Ensuite, pour "finir" le trajet, elle rencontre Konstantin. Il reste encore 250 km à parcourir, soit 4 heures de route le long d'une rivière. Il est étonnant qu'il n'y ait pas d'autoroute entre les deux plus grandes villes du pays. Konstantin, la soixantaine, conduit le petit camion d'une entreprise de pains et brioches. Ils communiquent peu, car il ne parle pas anglais, mais il sourit beaucoup, ce qui permet à la voyageuse de se reposer. Ils font une halte dans un village où il décharge et recharge le camion. Elle assiste à la manœuvre. Ils traversent ensemble une région absolument magnifique, ponctuée de villages aux maisons toutes semblables, bordant la rivière au milieu de la forêt.
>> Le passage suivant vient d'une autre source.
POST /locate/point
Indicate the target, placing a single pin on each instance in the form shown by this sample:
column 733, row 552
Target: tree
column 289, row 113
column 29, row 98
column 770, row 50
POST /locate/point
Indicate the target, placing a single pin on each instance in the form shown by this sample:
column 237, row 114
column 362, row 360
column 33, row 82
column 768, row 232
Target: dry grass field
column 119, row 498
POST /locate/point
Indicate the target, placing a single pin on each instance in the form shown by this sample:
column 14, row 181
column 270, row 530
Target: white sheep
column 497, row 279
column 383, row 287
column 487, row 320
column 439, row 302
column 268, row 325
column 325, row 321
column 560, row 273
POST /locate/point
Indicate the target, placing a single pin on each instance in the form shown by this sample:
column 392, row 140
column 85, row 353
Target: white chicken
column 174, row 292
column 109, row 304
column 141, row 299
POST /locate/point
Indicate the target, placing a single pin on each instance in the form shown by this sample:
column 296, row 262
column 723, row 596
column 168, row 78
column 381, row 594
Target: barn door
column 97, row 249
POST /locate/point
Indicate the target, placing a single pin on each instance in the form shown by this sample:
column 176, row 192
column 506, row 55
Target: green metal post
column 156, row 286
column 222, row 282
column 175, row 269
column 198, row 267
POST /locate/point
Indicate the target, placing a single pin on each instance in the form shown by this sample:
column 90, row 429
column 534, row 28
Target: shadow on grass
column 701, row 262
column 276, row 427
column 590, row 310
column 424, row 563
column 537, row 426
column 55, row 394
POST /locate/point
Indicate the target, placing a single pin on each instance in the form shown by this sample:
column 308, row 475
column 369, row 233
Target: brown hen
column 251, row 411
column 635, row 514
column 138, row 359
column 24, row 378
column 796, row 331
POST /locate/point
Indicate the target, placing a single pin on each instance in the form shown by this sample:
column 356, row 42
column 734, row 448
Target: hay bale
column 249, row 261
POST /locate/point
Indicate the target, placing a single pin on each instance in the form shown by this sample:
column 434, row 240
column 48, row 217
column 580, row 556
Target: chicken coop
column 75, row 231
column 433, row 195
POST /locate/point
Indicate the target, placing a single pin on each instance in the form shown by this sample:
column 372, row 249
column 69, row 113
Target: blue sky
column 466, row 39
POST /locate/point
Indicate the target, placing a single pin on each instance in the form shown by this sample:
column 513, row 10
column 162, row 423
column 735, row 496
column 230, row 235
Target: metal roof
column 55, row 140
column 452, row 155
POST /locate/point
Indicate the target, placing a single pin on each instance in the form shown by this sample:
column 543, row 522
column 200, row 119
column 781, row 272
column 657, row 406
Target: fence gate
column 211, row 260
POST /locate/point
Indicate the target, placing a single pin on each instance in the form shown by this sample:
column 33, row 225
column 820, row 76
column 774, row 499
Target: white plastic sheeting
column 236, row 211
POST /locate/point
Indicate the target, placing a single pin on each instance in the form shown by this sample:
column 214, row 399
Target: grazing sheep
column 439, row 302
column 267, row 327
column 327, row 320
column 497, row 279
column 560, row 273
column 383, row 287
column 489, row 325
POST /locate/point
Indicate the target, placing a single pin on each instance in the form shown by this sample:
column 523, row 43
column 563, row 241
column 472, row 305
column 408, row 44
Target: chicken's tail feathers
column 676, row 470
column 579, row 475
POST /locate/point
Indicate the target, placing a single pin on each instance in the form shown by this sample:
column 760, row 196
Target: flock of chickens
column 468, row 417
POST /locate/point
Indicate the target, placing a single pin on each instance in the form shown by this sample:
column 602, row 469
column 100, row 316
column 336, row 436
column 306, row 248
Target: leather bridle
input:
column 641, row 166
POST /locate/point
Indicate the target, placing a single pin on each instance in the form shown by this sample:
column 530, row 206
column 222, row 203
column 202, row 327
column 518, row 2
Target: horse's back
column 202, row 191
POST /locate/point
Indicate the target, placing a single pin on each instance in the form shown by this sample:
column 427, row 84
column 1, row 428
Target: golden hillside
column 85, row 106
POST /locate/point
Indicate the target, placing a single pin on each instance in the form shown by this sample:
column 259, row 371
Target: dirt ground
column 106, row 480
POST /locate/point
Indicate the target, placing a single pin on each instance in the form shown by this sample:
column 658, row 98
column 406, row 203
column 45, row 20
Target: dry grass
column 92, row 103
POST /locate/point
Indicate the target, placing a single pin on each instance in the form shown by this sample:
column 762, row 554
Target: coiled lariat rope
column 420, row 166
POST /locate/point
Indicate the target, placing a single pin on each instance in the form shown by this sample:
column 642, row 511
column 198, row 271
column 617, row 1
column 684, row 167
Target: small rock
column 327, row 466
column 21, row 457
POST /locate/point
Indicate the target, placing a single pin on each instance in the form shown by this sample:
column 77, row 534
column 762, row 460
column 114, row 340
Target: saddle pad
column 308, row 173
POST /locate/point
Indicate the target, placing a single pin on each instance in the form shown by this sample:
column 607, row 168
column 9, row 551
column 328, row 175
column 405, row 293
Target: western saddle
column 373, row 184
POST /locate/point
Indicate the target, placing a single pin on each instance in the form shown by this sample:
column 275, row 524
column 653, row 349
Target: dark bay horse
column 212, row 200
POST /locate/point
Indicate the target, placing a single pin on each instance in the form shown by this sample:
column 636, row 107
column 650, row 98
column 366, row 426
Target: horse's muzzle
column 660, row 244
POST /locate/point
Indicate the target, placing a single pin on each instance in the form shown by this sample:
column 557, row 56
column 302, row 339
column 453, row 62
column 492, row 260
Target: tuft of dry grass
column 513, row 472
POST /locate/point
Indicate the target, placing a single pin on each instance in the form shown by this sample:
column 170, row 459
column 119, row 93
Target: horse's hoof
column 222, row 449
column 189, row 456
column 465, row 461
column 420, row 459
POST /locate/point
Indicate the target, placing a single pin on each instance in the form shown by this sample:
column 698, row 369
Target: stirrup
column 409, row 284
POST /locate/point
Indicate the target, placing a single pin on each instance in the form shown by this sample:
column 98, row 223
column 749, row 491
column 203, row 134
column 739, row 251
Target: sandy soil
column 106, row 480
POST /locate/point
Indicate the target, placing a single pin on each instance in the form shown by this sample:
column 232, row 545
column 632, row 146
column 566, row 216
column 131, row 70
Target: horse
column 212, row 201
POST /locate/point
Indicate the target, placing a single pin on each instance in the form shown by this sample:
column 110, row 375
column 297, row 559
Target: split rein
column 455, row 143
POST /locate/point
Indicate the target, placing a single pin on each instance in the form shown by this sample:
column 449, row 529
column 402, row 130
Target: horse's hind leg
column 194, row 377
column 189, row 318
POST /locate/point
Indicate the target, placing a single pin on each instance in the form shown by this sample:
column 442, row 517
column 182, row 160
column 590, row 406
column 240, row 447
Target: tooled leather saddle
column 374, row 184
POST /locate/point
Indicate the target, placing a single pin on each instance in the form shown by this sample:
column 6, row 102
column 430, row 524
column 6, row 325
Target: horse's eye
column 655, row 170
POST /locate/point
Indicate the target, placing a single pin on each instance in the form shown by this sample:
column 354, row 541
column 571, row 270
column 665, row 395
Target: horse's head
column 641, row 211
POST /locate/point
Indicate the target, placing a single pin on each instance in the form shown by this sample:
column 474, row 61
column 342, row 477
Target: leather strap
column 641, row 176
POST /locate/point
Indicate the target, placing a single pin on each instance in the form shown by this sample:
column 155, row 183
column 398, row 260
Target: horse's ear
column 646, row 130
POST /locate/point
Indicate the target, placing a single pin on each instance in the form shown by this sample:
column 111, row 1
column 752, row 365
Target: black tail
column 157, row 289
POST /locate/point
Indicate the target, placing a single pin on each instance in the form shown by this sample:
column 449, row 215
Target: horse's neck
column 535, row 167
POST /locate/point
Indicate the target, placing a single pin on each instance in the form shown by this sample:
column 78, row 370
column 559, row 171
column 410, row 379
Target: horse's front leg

Konstantin la dépose aux abords de Bucarest, car il doit se rendre à l'entrepôt. Elle prend ensuite le métro pour rejoindre le centre-ville.
Ce qui la frappe le plus, c'est le Parlement de Bucarest. Il est colossal, le deuxième plus grand bâtiment administratif au monde, après le Pentagone à Washington. Elle n'a jamais rien vu d'aussi massif. L'architecture, la grandeur, l'histoire qui se dégage de ce lieu sont impressionnantes.

Le sixième jour a permis de parcourir une distance significative, bien que le détail des kilomètres ne soit pas précisé dans le texte fourni, avec la traversée d'une région magnifique et l'arrivée dans la capitale roumaine.
L'ensemble de ce récit met en lumière la richesse des rencontres humaines, la beauté des paysages traversés et la force de l'aventure humaine lorsqu'elle est guidée par la curiosité et l'ouverture d'esprit. Chaque jour apporte son lot de découvertes, de défis et de moments de partage, construisant une mosaïque d'expériences qui dépassent largement le simple déplacement géographique. Le voyage en autostop se révèle être une école de vie, où la confiance en l'autre et la capacité d'adaptation sont les clés d'une exploration réussie.